Tamar's first marriage was occasioned by a military campaign of her uncle, Vakhtang V, into the western Georgian polities in the course of which, in 1661, he replaced King Bagrat V of Imereti with his own son, Archil II, and Vameq III Dadiani, Prince of Mingrelia, with his protégé, Levan III Dadiani. Levan was given Tamar in marriage, but the couple became soon estranged from each other. Although Levan was in love with his wife, neither him nor Tamar was faithful.
== Second marriage ==
The union was terminated after Levan's adventurous attack on Bagrat V upon his restoration in Imereti, in 1663, ended in disaster. Levan was captured and imprisoned in the Imeretian capital of Kutaisi. Bagrat V, who had earlier been blinded by his imperious stepmother Darejan, was married to Tamar's elder sister Tatia. A chain of intrigues ensued. The Imeretian courtiers induced Bagrat's sister, Tinatin, to seduce and marry the captive Mingrelian prince Levan, while Bagrat was convinced to discard Tatia and marry her more beautiful sister, Tamar. Simon, Catholicos of the Imeretian church, granted two divorces on the same day. Levan was set free, but he was still in love with Tamar and his enmity with Bagrat perpetuated. In 1678, Vakhtang's son Archil again expelled Bagrat from Kutaisi, forcing Tamar into flight to the Skande castle where she was captured and sent back to Levan in Mingrelia. Next year, Bagrat reconquered Imereti with the Ottoman troops, then raided Mingrelia and retook his wife. Despite this, Bagrat had to tolerate Tamar's adultery. The Frenchman Chardin, who dined with Tamar in Kutaisi in 1670, was shocked by her flagrant affair with the bishop of Gelati. Bagrat himself joked to Chardin that in Imereti every bishop had nine wives, "not counting those of his neighbors".

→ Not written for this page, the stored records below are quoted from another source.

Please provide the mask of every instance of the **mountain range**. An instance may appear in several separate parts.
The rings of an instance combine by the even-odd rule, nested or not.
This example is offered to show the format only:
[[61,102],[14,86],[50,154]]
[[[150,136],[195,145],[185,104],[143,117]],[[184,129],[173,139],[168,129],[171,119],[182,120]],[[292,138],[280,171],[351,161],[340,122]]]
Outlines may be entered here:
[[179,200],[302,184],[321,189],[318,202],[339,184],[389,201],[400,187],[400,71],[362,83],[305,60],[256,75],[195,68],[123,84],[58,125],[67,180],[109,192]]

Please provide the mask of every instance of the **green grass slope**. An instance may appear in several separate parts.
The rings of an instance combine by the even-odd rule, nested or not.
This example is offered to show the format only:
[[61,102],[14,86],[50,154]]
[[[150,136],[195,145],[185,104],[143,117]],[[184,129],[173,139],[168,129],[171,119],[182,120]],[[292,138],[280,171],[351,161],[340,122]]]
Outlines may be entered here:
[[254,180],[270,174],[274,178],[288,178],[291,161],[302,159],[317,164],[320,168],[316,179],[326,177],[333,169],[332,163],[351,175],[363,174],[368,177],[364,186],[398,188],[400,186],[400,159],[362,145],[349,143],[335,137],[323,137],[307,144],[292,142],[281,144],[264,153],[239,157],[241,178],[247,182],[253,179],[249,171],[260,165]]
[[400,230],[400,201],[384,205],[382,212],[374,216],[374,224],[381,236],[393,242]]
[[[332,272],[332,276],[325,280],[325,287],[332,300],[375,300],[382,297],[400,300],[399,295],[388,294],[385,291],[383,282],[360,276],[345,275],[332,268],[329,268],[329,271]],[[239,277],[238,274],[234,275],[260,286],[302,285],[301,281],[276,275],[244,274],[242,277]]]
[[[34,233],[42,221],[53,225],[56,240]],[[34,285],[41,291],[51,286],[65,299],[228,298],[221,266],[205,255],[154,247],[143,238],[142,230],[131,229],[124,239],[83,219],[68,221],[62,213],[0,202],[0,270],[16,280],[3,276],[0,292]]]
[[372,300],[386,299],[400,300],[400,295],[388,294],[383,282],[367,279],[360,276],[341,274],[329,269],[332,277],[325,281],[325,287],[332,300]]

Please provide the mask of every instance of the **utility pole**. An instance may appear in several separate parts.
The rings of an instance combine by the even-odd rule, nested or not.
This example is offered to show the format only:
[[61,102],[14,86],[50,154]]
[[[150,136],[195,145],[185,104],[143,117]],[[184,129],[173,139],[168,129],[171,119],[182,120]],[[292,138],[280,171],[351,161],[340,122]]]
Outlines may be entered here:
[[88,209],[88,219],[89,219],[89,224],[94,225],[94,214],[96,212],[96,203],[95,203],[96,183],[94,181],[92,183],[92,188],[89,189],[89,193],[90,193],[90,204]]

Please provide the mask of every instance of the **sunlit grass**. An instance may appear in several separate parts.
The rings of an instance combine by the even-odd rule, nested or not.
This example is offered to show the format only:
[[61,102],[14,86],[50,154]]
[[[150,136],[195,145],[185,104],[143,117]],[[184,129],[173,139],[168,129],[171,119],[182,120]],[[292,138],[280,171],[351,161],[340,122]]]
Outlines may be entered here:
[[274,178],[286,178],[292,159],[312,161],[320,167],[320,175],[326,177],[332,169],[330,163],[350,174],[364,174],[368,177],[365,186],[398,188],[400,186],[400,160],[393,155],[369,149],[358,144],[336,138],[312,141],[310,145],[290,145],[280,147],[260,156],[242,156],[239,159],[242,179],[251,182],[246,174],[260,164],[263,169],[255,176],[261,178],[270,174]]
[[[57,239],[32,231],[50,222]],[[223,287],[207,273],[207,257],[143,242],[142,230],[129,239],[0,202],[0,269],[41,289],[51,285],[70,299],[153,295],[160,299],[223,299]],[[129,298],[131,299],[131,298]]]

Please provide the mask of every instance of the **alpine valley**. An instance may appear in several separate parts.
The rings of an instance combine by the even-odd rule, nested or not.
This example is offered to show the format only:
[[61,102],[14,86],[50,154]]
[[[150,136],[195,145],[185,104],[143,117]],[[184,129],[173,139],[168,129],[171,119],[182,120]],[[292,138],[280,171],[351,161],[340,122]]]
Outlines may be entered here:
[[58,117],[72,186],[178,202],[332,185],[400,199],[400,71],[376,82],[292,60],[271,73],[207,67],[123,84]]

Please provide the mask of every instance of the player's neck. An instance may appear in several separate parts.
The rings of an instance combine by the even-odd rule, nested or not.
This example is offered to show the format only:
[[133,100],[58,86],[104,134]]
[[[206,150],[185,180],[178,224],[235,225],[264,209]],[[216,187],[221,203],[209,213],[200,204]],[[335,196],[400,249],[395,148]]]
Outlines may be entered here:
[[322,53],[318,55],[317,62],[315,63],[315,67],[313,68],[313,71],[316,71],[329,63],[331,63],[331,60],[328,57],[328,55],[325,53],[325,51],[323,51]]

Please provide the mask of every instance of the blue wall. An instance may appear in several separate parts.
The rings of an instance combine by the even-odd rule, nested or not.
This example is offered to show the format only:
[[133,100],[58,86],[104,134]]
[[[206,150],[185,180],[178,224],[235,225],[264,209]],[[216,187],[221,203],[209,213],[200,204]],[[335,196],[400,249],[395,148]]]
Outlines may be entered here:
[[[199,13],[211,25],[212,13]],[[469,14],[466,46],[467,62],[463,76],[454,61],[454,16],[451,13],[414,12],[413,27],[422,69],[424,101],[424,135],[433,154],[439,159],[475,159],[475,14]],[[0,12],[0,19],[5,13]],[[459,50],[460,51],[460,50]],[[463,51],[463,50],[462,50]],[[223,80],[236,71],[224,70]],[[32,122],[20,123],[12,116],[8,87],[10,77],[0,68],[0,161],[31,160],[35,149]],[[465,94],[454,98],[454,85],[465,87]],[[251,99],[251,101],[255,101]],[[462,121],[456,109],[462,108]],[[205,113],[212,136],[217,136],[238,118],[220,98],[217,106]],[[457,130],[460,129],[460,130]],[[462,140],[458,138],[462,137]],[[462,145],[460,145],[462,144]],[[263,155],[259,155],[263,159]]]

== Third marriage and death ==
Bagrat and Tamar had three children, a son and two daughters. One of their daughters, Darejan, was married off to George III Gurieli, Prince of Guria, who had an eye both on Tamar and the throne of Imereti. According to Prince Vakhushti, Giorgi was "querulous, godless, bloodthirsty, and a merciless slave-trader". When Bagrat died in 1681, George III Gurieli seized the throne of Imereti, divorced his child-bride Darejan and married his own mother-in-law, the queen dowager Tamar. Tamar died two years later, probably in childbirth, and George Gurieli, abhorred by the Imeretians, was overthrown and killed in an attempt to reconquer Kutaisi in 1684.